100.
He Yu, tatil için neden Xie Qingcheng'in evine gitmek istediğini söyleyemedi.
Artık aşk-nefret ilişkisi ve yatmaları sona erdiğine göre, Xie Qingcheng ile de bazı şeyleri açıklığa kavuşturması gerekiyordu.
Yapımdan ayrılmadan önce, Xie Qingcheng'e onu bir daha yapmak istemediği bir şeyi yapmaya zorlamayacağına ya da daha açık bir ifadeyle, onu seks yapmaya zorlamayacağına söz verdi.
Bir süredir ikisi yalnız kaldıklarında neredeyse her zaman sözlü yerine fiziksel olarak iletişim kuruyorlardı.
Artık fiziksel etkileşim sona erdiğine göre teorik olarak He Yu'nun Xie Qingcheng'e olan ilgisi önemli ölçüde azalmış olmalıydı.
Ama sanki onu daha çok görmeyi istiyordu.
Belki de onları hala güçlü tutan, yalnızca ikisinin bildiği sırdı? Bilmiyordu.
Telefonunu birkaç kez ileri geri dolaştırdı ve gün boyunca birkaç dakikada bir kontrol etti.
Xie Qingcheng mesajlarına yanıt vermedi.
Bütün gün geçmesine rağmen hala cevap gelmemişti.
Bu, Xie Qingcheng'in onu reddetmesinin oldukça net olduğu anlamına geliyordu.
Tatili He Yu ile geçirmeye hiç niyeti yoktu.
He Yu pes etmedi ve gece saat dokuza kadar bekledi, sonunda dayanamadı ve Xie Qingcheng'i aradı.
"Mesajımı gördün mü?"
"Hey, ne mesajı?" Diğer tarafta birisi konuştu, bu aslında Xie Xue'nin sesiydi.
Bir yıl önce olsaydı He Yu, Xie Xue'nin sesini duyunca bu kadar hayal kırıklığına uğrayacağı bir günün geleceğini asla düşünmezdi.

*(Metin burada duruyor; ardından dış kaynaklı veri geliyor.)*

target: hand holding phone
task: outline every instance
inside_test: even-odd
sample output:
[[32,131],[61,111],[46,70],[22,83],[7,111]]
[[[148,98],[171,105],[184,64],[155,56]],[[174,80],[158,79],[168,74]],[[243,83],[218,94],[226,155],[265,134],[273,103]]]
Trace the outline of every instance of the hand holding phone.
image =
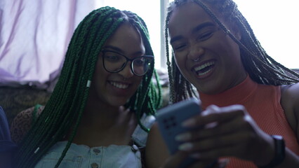
[[[158,127],[171,155],[178,151],[178,146],[182,144],[182,142],[175,141],[175,136],[178,134],[192,130],[192,129],[182,127],[182,122],[200,114],[201,112],[200,104],[200,100],[190,98],[157,111]],[[179,167],[186,167],[194,161],[196,161],[195,159],[188,157],[180,164]]]

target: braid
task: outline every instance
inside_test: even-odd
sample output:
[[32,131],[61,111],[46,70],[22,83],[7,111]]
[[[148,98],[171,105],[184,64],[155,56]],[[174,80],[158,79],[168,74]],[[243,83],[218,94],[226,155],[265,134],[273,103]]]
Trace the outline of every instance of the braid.
[[[88,97],[89,86],[86,85],[92,80],[98,55],[107,39],[123,22],[128,22],[133,16],[136,18],[135,14],[126,15],[128,13],[114,8],[103,7],[91,12],[78,25],[69,42],[61,74],[52,96],[16,152],[15,167],[34,167],[49,148],[70,131],[68,143],[55,167],[59,166],[76,135]],[[145,38],[148,37],[147,29],[146,26],[141,27],[145,24],[140,19],[135,23],[135,26],[140,26],[138,29],[146,44],[147,54],[152,55],[148,38]],[[137,111],[140,114],[141,111],[154,114],[161,104],[159,83],[159,93],[152,90],[155,89],[151,83],[153,72],[157,75],[154,64],[128,101],[128,105],[126,105],[133,110],[135,110],[135,105],[138,105]],[[146,98],[142,99],[142,97]],[[150,103],[144,106],[145,102]]]
[[[189,1],[193,1],[203,8],[208,15],[219,25],[220,29],[240,46],[240,55],[243,65],[249,76],[253,80],[258,83],[273,85],[288,85],[299,82],[298,74],[278,63],[267,54],[254,35],[247,20],[238,10],[237,4],[232,0],[175,0],[170,4],[168,8],[168,17],[166,20],[165,29],[166,38],[168,38],[168,22],[172,11],[175,8]],[[210,9],[209,7],[211,6],[215,11]],[[227,21],[238,26],[242,36],[240,41],[236,38],[230,31],[225,27],[224,24],[220,21],[215,15],[215,12],[221,13],[223,18],[225,18]],[[167,52],[168,50],[167,40],[166,43],[166,57],[168,59],[169,53]],[[172,69],[173,71],[178,71],[176,65],[173,65]],[[190,92],[194,90],[191,88],[192,86],[185,85],[185,83],[189,83],[189,82],[184,78],[182,75],[180,73],[175,74],[173,72],[172,74],[174,74],[174,78],[176,80],[173,84],[173,88],[171,88],[171,90],[179,90],[178,89],[183,85],[188,93],[186,94],[180,91],[180,92],[178,92],[176,96],[173,94],[171,94],[171,96],[173,96],[174,98],[176,97],[180,97],[175,98],[176,101],[185,99],[186,95],[194,96],[192,92],[190,92],[192,93],[190,94]],[[170,83],[173,83],[173,81],[170,80]]]
[[[150,43],[149,32],[144,20],[132,12],[126,10],[123,12],[128,17],[128,22],[134,25],[140,33],[145,47],[145,55],[154,55]],[[143,76],[142,83],[135,95],[132,97],[126,105],[128,108],[135,109],[139,125],[147,132],[149,131],[149,129],[140,122],[140,118],[144,113],[146,115],[154,115],[156,110],[161,104],[161,87],[154,67],[154,65],[152,64],[149,71]],[[152,81],[153,74],[157,79],[157,88]]]

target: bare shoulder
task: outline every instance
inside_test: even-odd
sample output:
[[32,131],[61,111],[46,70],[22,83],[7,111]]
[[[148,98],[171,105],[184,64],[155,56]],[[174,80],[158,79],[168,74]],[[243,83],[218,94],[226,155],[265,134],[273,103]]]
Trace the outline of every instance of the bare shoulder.
[[169,156],[167,146],[163,140],[157,122],[153,125],[150,131],[146,146],[147,167],[159,167]]
[[[36,111],[39,115],[44,106],[40,106]],[[11,126],[11,134],[13,141],[18,144],[30,129],[33,121],[34,107],[20,112],[13,119]]]
[[299,83],[281,86],[281,104],[293,130],[299,137]]

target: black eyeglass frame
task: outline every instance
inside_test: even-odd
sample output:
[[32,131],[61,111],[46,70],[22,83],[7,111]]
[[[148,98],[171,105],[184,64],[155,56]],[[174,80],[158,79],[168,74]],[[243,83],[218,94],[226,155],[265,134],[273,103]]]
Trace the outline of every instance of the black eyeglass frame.
[[[109,71],[108,69],[107,69],[107,68],[106,68],[106,66],[105,66],[105,57],[104,57],[104,55],[105,55],[105,52],[114,52],[114,53],[116,53],[116,54],[118,54],[118,55],[121,55],[121,56],[123,56],[123,57],[124,57],[125,58],[126,58],[126,63],[125,64],[123,64],[123,66],[119,69],[118,69],[117,71]],[[133,58],[133,59],[131,59],[131,58],[128,58],[128,57],[126,57],[126,55],[122,55],[122,54],[121,54],[121,53],[119,53],[119,52],[116,52],[116,51],[113,51],[113,50],[102,50],[102,66],[104,66],[104,69],[105,69],[105,70],[106,70],[107,72],[110,72],[110,73],[118,73],[118,72],[120,72],[120,71],[121,71],[122,70],[124,70],[124,69],[126,67],[126,64],[128,64],[128,61],[130,61],[131,62],[131,66],[130,66],[130,67],[131,67],[131,71],[133,72],[133,74],[134,74],[134,75],[135,75],[135,76],[144,76],[144,75],[145,75],[146,74],[147,74],[147,72],[150,70],[150,67],[144,73],[144,74],[142,74],[142,75],[138,75],[138,74],[136,74],[135,72],[134,72],[134,71],[133,71],[133,61],[135,60],[135,59],[138,59],[138,58],[142,58],[142,57],[147,57],[147,58],[152,58],[152,62],[151,62],[151,64],[153,62],[153,61],[154,61],[154,56],[153,55],[142,55],[142,56],[140,56],[140,57],[135,57],[135,58]]]

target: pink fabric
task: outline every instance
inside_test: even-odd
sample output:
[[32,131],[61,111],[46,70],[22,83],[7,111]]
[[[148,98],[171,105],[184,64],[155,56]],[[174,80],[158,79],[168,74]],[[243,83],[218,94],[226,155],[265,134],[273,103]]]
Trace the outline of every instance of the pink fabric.
[[93,1],[1,0],[0,86],[48,88],[74,29],[93,9]]

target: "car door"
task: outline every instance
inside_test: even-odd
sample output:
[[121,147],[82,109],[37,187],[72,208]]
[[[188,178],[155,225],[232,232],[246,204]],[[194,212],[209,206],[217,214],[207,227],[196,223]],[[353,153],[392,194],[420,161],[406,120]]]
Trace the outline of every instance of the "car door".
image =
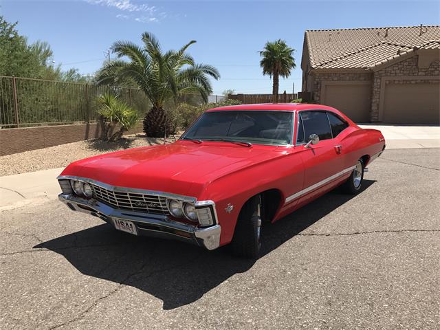
[[[299,203],[314,198],[334,181],[343,170],[344,158],[338,149],[338,144],[333,138],[331,126],[325,111],[302,111],[299,112],[300,124],[297,144],[303,148],[300,155],[304,164],[304,183],[302,190],[298,194]],[[300,127],[299,127],[300,128]],[[309,144],[309,137],[316,134],[319,142]],[[300,140],[298,140],[298,138]],[[302,141],[300,139],[302,139]]]

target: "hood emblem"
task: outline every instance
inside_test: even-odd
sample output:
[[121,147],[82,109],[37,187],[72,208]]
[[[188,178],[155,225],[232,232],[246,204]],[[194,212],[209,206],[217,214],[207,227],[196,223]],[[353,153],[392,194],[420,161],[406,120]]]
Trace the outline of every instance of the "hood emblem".
[[135,206],[140,208],[157,208],[158,205],[156,203],[145,203],[144,201],[136,201],[134,204]]
[[227,213],[230,213],[232,212],[232,210],[234,210],[234,206],[230,204],[228,204],[228,206],[225,208],[225,211],[226,211]]

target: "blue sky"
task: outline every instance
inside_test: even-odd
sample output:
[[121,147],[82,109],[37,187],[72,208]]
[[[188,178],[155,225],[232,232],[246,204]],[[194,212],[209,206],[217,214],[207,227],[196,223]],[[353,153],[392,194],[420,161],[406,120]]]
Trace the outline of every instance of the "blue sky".
[[49,42],[56,64],[97,70],[116,40],[140,43],[144,31],[155,34],[164,49],[197,41],[189,52],[211,64],[221,78],[214,93],[226,89],[271,93],[272,82],[259,67],[266,41],[282,38],[296,50],[297,67],[280,81],[280,92],[300,89],[301,52],[306,30],[439,25],[437,1],[156,1],[0,0],[0,13],[30,41]]

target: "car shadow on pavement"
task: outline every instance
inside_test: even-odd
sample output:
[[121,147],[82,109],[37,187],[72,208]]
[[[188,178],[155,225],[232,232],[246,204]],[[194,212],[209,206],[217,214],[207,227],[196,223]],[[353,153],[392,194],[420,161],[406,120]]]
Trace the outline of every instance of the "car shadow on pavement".
[[[375,181],[364,180],[364,189]],[[362,196],[362,193],[361,193]],[[319,221],[353,196],[334,190],[262,230],[261,257]],[[108,224],[34,247],[62,254],[85,275],[135,287],[163,301],[164,309],[191,303],[255,263],[232,256],[228,247],[209,252],[175,241],[135,237]]]

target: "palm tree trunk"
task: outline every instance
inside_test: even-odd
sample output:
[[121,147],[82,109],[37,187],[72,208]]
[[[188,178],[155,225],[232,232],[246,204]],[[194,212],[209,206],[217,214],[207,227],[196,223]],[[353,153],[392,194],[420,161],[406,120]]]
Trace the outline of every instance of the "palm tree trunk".
[[278,90],[279,87],[279,76],[278,73],[278,70],[274,70],[274,83],[272,85],[272,95],[273,95],[273,100],[274,103],[278,103]]
[[[165,131],[166,130],[166,132]],[[144,132],[151,138],[164,138],[165,134],[172,134],[175,125],[171,118],[161,107],[153,107],[144,118]]]

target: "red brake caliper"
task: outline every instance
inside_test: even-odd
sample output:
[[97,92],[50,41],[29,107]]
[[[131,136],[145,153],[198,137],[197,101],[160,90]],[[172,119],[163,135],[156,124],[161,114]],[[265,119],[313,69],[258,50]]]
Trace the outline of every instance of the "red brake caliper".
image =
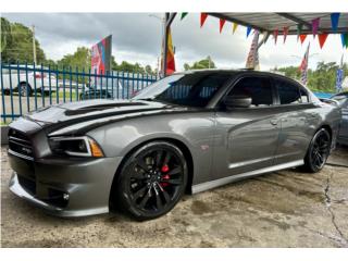
[[[164,174],[164,173],[166,173],[169,171],[170,171],[170,167],[167,165],[163,165],[162,169],[161,169],[162,174]],[[162,176],[162,179],[170,179],[170,175],[164,174]],[[169,183],[166,183],[166,182],[162,182],[160,184],[161,184],[162,187],[166,187],[169,185]]]

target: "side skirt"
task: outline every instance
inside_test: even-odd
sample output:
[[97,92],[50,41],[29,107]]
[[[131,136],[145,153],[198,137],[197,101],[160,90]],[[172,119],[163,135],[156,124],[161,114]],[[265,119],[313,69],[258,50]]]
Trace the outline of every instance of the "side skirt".
[[237,175],[233,175],[233,176],[228,176],[228,177],[214,179],[214,181],[211,181],[211,182],[197,184],[197,185],[192,186],[192,194],[197,194],[197,192],[201,192],[201,191],[204,191],[204,190],[208,190],[208,189],[211,189],[211,188],[220,187],[220,186],[223,186],[225,184],[237,182],[237,181],[240,181],[240,179],[244,179],[244,178],[262,175],[262,174],[269,173],[269,172],[274,172],[274,171],[290,169],[290,167],[295,167],[295,166],[300,166],[300,165],[303,165],[303,164],[304,164],[303,160],[297,160],[297,161],[291,161],[291,162],[288,162],[288,163],[283,163],[283,164],[278,164],[278,165],[274,165],[274,166],[268,166],[268,167],[256,170],[256,171],[251,171],[251,172],[246,172],[246,173],[241,173],[241,174],[237,174]]

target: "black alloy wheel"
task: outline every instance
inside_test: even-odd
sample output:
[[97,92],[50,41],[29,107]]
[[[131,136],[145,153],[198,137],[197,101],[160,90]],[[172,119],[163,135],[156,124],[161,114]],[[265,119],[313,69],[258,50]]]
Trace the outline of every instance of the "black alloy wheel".
[[153,141],[127,159],[117,179],[116,200],[137,220],[151,220],[174,208],[186,183],[183,152],[170,142]]
[[325,128],[318,130],[309,146],[304,166],[309,172],[315,173],[321,171],[330,156],[331,136]]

"Telefonu Profesör Xie'ye ver, ona söyleyecek bir şeyim var."
"Profesör Xie duş alıyor." Xie Xue'nin ruh hali iyi değildi ve "Eğer söyleyecek bir şeyin varsa öğretmenin Xie'ye söyle, o da aynı." dedi.
Duş alıyor...
He Yu, bilinçsizce Xie Qingcheng'in duşta geniş omuzları, uzun bacakları, ince ve dar beli ve boynunun arkasındaki küçük bir kırmızı beniyle ayakta durduğunu düşünmeye başladı.
Kalbi ısındı.
"Alo?" Ona cevap vermediğini gören Xie Xue onu teşvik etti. "Alo? Bir şey söyle."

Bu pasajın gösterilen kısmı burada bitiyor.